La más ardua de las elecciones, y Huma recordaba cómo la espesura había protegido y bautizado sus primeros pensamientos bajo el cobijante sol; y ahora, mientras la luna negra giraba sobre sí misma absorbiendo el aire y la substancia de Krynn, de todas las cosas de Krynn, de la arboleda, de la montaña, de los abandonados condados... El dormiría, se olvidaría de todo. Pues lo que más dolía era la elección, y las alternativas queman la mano cuando el brazo ha sido cercenado. Pero ella fue hacia él, sollozante y luminosa, en un paisaje de sueños, donde él vio al mundo derrumbarse y renacer bajo el destello de la lanza. En su despedida había muerte y vida. A través de sus condenadas venas, el horizonte explotó.
Alzó la Dragonlance, retornó a la historia. El pálido ardor fluyó por su brazo elevado, y el sol y las tres lunas, aguardando prodigios, pendían unidos en el cielo. Huma se dirigió al oeste, a la torre de los Sumos Sacerdotes, sobre la espalda del Dragón Plateado. Y en el camino atravesó un país desolado donde sólo los muertos caminaban, murmurando los nombres de los dragones. Y los hombres de la torre, rodeados y cercados por dragones, por el lamento de los agonizantes, el rugido en el aire hambriento, aguardaban al silencio indecible. Esperaban, aún peor, temerosos de que el estallido de los sentidos deviniera en un momento de vacío en que la mente descansa con sus pérdidas y oscuridades.
Pero el serpenteante sonido del cuerno de Huma en la lejanía danzó en los campos de batalla. Toda Solamnia elevó su rostro hacia el cielo del este, y los dragones volaron hacia firmamentos más elevados, creyendo que había sobrevenido algún terrible cambio. Del tumulto de sus alas, del caos de los dragones, del corazón de la nada; la madre de la noche, arremolinada en lo incoloro de los colores, se precipitó hacia el este, dentro de la mirada del sol, y el cielo se deshizo en plata y blancos. Huma yacía en el suelo, a su lado una mujer, rota su plateada piel, la promesa de verde liberada del don de sus ojos. Ella susurró su nombre en el instante en que la Reina de la Oscuridad se inclinaba sobre Huma.

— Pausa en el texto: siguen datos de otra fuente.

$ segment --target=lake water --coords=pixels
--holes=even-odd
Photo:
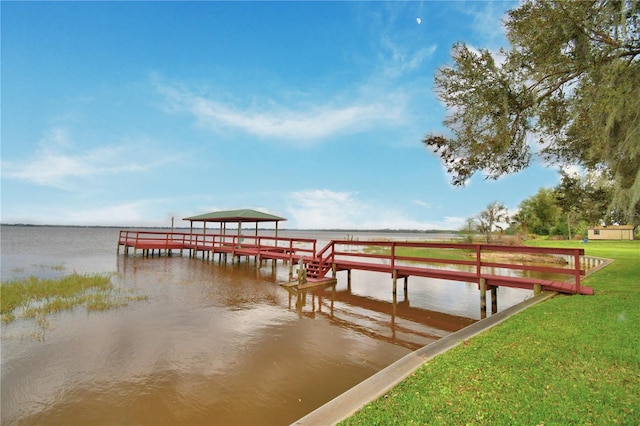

La madre de la noche descendió. Y desde la elevación de las murallas, los hombres vieron sombras bullir en el incoloro batir de sus alas: un cobertizo cubierto de junco, el corazón de una espesura, una olvidada luz plateada, explotaron en un terrorífico rojo. Y del centro de las sombras surgió una profundidad en la que la propia oscuridad resplandecía, negando todo aire, toda luz, toda sombra. Y arrojando su lanza al vacío, Huma cayó en la dulzura de la muerte, en la redentora luz del sol. Con la lanza, con su fuerte poder y la fraternidad de aquellos que deben caminar hacia el límite del aliento y de los sentidos, desterró a los dragones al corazón de la nada, y las extensas tierras florecieron en equilibrio y armonía.